Vittorio Brumotti, un arnèis da Guinness

CANALE  Consegnato domenica 6 dicembre il tartufo di Sant’Andrea
È Vittorio Brumotti l’arnèis dell’anno. La laurea T’sei propi n’arnèis è stata conferita, domenica scorsa, dall’Enoteca regionale del Roero di Canale al campione di bike trial e inviato di Striscia la notizia. Nel 2012 Brumotti ha ottenuto il Guinness world record per aver risalito la Burj Khalifa, a Dubai, in bicicletta in 2 ore e 20 minuti. Il ligure doc classe 1980 ha inoltre ricevuto il tartufo di Sant’Andrea. Gazzetta d’Alba l’ha intervistato in esclusiva.

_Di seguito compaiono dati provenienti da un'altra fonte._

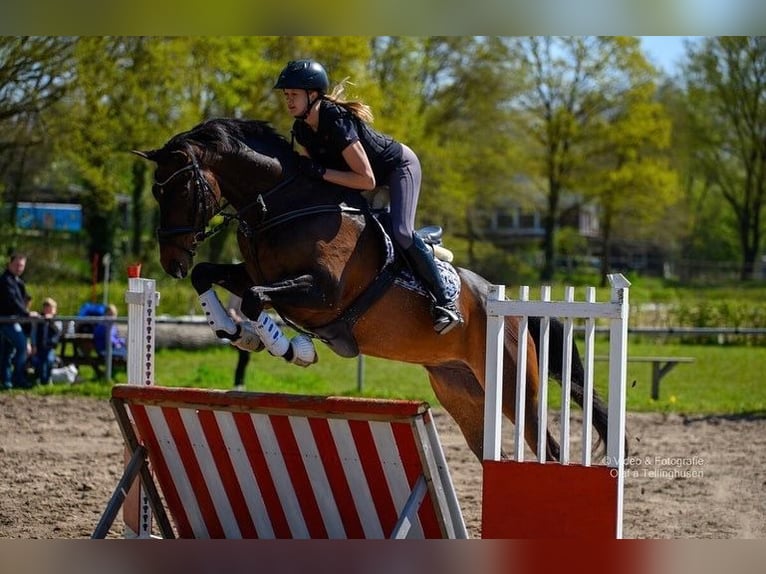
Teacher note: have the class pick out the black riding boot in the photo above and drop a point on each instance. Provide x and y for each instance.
(445, 313)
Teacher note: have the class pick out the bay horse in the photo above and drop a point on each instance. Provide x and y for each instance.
(314, 254)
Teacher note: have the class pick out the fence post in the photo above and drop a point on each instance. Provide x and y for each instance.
(142, 299)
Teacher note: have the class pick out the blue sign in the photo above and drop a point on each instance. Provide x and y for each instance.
(49, 216)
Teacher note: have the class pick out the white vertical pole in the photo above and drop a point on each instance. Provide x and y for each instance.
(493, 377)
(142, 299)
(521, 378)
(587, 401)
(618, 357)
(542, 405)
(566, 378)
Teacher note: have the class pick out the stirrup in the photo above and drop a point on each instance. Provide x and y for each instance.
(446, 318)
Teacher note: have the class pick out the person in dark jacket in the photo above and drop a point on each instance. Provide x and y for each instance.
(13, 303)
(45, 338)
(339, 145)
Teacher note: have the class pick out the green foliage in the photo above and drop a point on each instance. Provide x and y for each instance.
(722, 380)
(582, 115)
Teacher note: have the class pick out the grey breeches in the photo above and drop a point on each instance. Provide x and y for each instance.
(404, 186)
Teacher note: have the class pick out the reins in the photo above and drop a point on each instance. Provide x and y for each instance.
(202, 187)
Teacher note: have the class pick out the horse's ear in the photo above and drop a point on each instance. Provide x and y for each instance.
(151, 155)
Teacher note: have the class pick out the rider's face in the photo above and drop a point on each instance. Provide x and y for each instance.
(297, 101)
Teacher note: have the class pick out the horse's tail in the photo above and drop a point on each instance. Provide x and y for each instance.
(555, 368)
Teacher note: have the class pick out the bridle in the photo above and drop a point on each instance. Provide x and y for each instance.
(202, 190)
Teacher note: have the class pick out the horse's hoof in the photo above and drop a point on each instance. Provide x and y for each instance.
(304, 353)
(248, 339)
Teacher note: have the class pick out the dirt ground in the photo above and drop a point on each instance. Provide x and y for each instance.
(699, 477)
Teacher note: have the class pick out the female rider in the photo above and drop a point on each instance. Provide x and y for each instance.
(338, 145)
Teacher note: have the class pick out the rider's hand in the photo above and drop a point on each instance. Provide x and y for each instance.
(311, 168)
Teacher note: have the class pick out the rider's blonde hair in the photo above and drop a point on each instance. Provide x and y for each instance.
(356, 107)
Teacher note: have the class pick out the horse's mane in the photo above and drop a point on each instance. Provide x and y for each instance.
(232, 136)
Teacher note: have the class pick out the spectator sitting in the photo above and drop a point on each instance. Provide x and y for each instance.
(45, 337)
(108, 331)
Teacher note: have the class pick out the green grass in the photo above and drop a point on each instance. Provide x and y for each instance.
(722, 380)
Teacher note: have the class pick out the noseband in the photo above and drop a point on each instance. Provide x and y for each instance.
(201, 190)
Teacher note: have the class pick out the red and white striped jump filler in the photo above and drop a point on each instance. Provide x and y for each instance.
(249, 465)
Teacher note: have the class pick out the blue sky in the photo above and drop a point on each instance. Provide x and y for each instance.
(665, 51)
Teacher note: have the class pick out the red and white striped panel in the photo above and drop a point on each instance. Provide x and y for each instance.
(226, 471)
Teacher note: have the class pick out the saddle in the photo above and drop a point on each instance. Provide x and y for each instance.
(338, 335)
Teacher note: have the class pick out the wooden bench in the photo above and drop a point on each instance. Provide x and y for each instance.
(661, 366)
(79, 349)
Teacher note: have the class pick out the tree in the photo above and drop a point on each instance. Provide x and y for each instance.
(628, 172)
(35, 73)
(726, 89)
(575, 86)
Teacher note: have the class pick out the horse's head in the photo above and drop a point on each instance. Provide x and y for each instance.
(188, 196)
(220, 159)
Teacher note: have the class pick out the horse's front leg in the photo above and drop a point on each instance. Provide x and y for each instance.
(235, 279)
(298, 350)
(260, 330)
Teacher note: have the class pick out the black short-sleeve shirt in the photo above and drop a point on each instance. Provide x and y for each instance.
(339, 128)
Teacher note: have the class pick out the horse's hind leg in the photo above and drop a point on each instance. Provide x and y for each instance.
(532, 390)
(460, 393)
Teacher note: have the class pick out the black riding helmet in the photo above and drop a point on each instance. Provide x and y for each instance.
(303, 75)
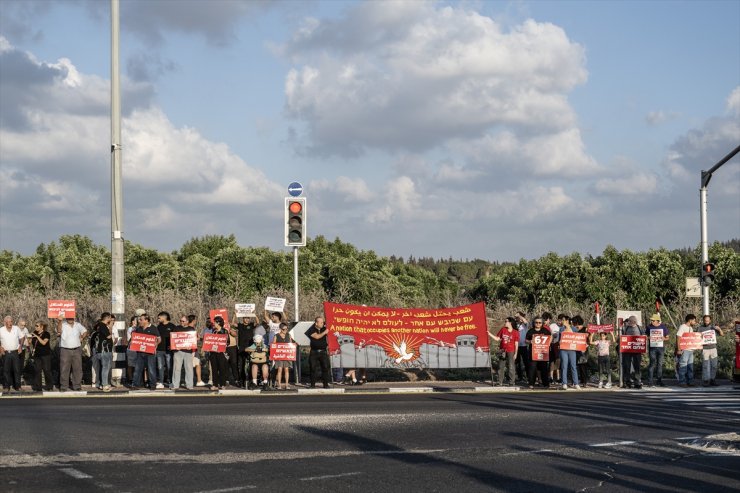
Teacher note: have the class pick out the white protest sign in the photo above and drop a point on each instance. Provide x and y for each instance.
(274, 304)
(244, 309)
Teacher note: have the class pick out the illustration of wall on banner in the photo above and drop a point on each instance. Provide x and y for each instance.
(372, 337)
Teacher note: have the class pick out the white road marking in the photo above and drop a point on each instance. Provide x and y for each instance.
(611, 444)
(75, 473)
(331, 476)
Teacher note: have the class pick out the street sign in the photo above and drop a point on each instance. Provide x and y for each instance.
(295, 189)
(693, 287)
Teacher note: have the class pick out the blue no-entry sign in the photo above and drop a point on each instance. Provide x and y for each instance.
(295, 189)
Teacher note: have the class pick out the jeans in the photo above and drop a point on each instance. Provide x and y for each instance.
(179, 359)
(685, 367)
(102, 363)
(657, 355)
(709, 365)
(568, 359)
(150, 361)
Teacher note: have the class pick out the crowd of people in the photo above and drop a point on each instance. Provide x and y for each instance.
(246, 361)
(570, 368)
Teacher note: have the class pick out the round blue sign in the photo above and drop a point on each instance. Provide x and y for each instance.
(295, 189)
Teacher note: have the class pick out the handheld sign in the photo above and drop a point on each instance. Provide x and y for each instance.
(65, 308)
(215, 343)
(274, 304)
(540, 347)
(143, 343)
(184, 340)
(282, 351)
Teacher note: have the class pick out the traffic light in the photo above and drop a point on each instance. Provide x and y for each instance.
(295, 221)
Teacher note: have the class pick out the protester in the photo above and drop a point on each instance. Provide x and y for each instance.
(219, 365)
(318, 358)
(534, 365)
(508, 348)
(183, 357)
(656, 352)
(603, 345)
(568, 358)
(72, 335)
(11, 346)
(41, 353)
(283, 367)
(631, 362)
(101, 344)
(164, 353)
(258, 353)
(709, 351)
(686, 356)
(145, 359)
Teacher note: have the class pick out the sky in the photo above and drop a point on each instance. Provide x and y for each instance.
(492, 130)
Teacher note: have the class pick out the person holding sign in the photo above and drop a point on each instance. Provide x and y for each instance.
(657, 336)
(508, 347)
(258, 352)
(709, 333)
(685, 356)
(283, 367)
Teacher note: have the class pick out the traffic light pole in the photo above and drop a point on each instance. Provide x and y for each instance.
(705, 177)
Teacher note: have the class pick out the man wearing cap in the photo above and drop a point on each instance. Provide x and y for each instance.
(657, 336)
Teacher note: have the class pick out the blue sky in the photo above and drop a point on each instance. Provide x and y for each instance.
(495, 130)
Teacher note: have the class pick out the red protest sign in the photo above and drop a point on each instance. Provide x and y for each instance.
(184, 340)
(593, 328)
(573, 341)
(633, 344)
(66, 308)
(375, 337)
(143, 343)
(541, 347)
(215, 343)
(690, 341)
(282, 351)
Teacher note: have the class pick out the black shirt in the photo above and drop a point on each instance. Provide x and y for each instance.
(320, 343)
(38, 348)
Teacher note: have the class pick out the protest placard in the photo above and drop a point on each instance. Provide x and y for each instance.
(573, 341)
(67, 308)
(274, 304)
(184, 340)
(143, 343)
(245, 310)
(283, 351)
(690, 341)
(541, 347)
(215, 343)
(633, 344)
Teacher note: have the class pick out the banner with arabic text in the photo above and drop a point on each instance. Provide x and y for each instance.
(373, 337)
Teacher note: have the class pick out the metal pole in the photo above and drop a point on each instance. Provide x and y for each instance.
(117, 285)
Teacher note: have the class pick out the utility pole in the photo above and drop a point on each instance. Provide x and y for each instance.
(118, 305)
(705, 177)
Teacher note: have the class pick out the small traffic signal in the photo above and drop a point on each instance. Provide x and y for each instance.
(295, 221)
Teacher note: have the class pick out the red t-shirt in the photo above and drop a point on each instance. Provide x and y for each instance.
(509, 340)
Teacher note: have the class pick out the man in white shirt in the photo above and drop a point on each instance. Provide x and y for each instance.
(71, 336)
(11, 345)
(685, 357)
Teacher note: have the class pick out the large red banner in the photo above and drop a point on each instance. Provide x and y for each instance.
(143, 343)
(215, 343)
(373, 337)
(282, 351)
(573, 341)
(184, 340)
(541, 347)
(633, 344)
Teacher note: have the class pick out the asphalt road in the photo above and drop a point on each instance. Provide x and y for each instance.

L’Arnèis è un vino coraggioso, un bianco tra i rossi. Vittorio ha ricevuto la laurea honoris causa T’sei propi n’arnèis. Il coraggio è l’ingrediente giusto?
«Direi proprio di sì. Ma il coraggio è strettamente legato alla paura. Se io non avessi fortemente paura nel momento in cui sto eseguendo un’acrobazia su una sbarra, non sarei così attento e non riuscirei a raggiungere l’obiettivo. Credo che il produttore vinicolo provi lo stesso. Voglio dire: l’annata può andare male, può grandinare, ci sono mille timori, occorre essere coraggiosi, avere paura, fare attenzione e sperare che il vino venga buono».
Tre volte nel Guinness dei primati, grazie alle imprese sportive, come è possibile?
«Io sono l’imprenditore “a pedali” di me stesso, credo in ciò che faccio e nel contesto in cui vivo. Nel mio lavoro porto l’eccellenza italiana ovunque e scelgo di avere solo sponsor italiani»

Tornando ai vini, ne predilige alcuni? E ha avuto modo di apprezzare il territorio del Roero?
«Sono sincero: sono astemio. Dunque, quanto al vino, non saprei. Ho girato tutto il mondo, anche i posti più remoti, ma non sono mai stato nel Roero, oggi avrò l’opportunità di apprezzarlo. A proposito: c’entra qualcosa con le Langhe?».
Progetti?
«Arrivo da Dubai e ci ritornerò domani per poi passare per gli Stati Uniti, la Corea, la Malesia. Credo procederò con il progetto di YouTube. Mi sono scoperto youtuber, inserendo sulla piattaforma web le mie performance. È un nuovo modo di fare affari, farsi conoscere ed entrare in relazione col mondo. E funziona!».